I’ve been planning, gathering parts, and working on this silly door panel project for about 6 weeks. Various parts took a while to come in. I realized I wanted other parts. It was crazy scope creep. But here we are! Super-vintage-retro doors.
So bland. I hate this. I swapped them out with my slightly-prettier 97 door panels back in January when I first got the 95. Sorry for the angle of the sun. This is the only shot I ever took of these hideously boring things. And NO arm rest!!!! GAH. I rest my elbow on that thing almost constantly while driving.
So here’s step 1. You buy some vinyl. You MEASURE how much you need first. I didn’t do that and got lucky. There was juuuuust enough to cover both panels with the diamonds going long-ways.
Step 2 – Remove the stock vinyl from the door card. That gives you an instant pattern. I stuck it down with some of my wife’s sewing pins and cut my precious new vinyl.
And there we go! Old and busted on the bottom, new hotness on the top. Gotta love that orange padding.
Once we have the vinyl cut out, all that’s left to do is staple it down. The stock vinyl was held with a combination of spray adhesive and staples. I used all staples. I had this small helper, see. He wanted to get “jiggy” with the staple gun. It was cute till he went after the cat.
Following the stock vinyl pattern for the corners really helped. I got perfect fitment and no bunching. And I used a LOT of staples.
Not much to it. At this point I was somewhat amazed at just how easy it is to recover these Miata door cards. It’s definitely not a modern car with big plastic bolsters. Just a piece of fiberboard…
I couldn’t help but flip the panels over and lay the speaker covers on top. Things are looking good! I just used my straight 95 door tops in this shot. They’ll not be going on the final product. I love the look of the more bolstered 97 tops.
A quick break from vinyl. I’ve had the KG Works door handles for a couple years and love them dearly. They feel awesome when you wrap your fingers around them. Very much worth the money. But they’re plastic. I’ve always worried about them breaking. When I found a set of Aerodramatics aluminum ones on ebay for $40, I jumped. They look EXACTLY the same. They’re indeed identical except from the material used. But it was worth it to me to not worry about ever having to go back to the stock handles.
Back to vinyl.
Yes, this is the next thing to modify. The 95 door cards have smaller speaker openings than the 93LE speaker covers. I traced the hole, cut the vinyl with scissors, and then went to work on the wood with my dremel. The house smelled like a camp fire when I was done. Yes, the 100 degree heat drove me inside for this project.
One round hole, no waiting! After cutting this, I took a black sharpie to the orange vinyl padding so as to hide it a bit better behind the grille. It worked. You can’t see it anymore.

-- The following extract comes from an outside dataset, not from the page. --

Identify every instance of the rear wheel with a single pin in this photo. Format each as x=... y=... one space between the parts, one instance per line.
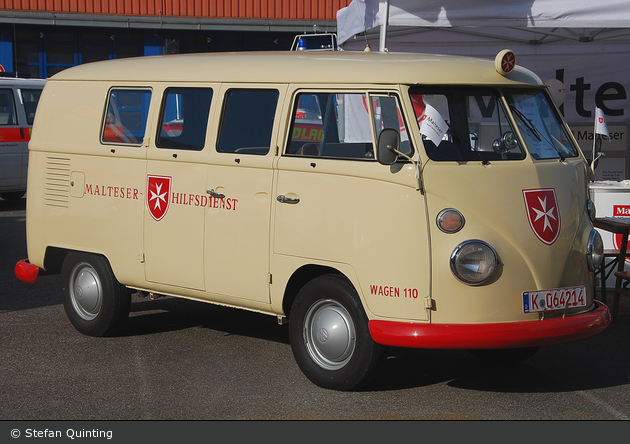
x=330 y=337
x=95 y=302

Done! Looking not bad at all in my very humble opinion. Mounting the 97 door tops on the 95 door cards was easy. I just drilled a couple extra holes at the right spot (in the back where the bolster is thicker) and was able to screw them down. Why go to this trouble? I like my 97 door cards still. I might want to swap back to them.
On the top: 97 door panels with KG Works plastic-chrome handles, Aerodramatics door cups, and Home Depot-sourced speaker rings. Not bad.
On the bottom: The Door Panel Project. 97 door tops, 95 door cards, 97 armrests, 93LE speaker covers with new grilles, diamond stitched vinyl from EZ Boy Interiors, and Aerodramatics aluminum door handles and cups.
So worth all the effort. Hope you liked the show.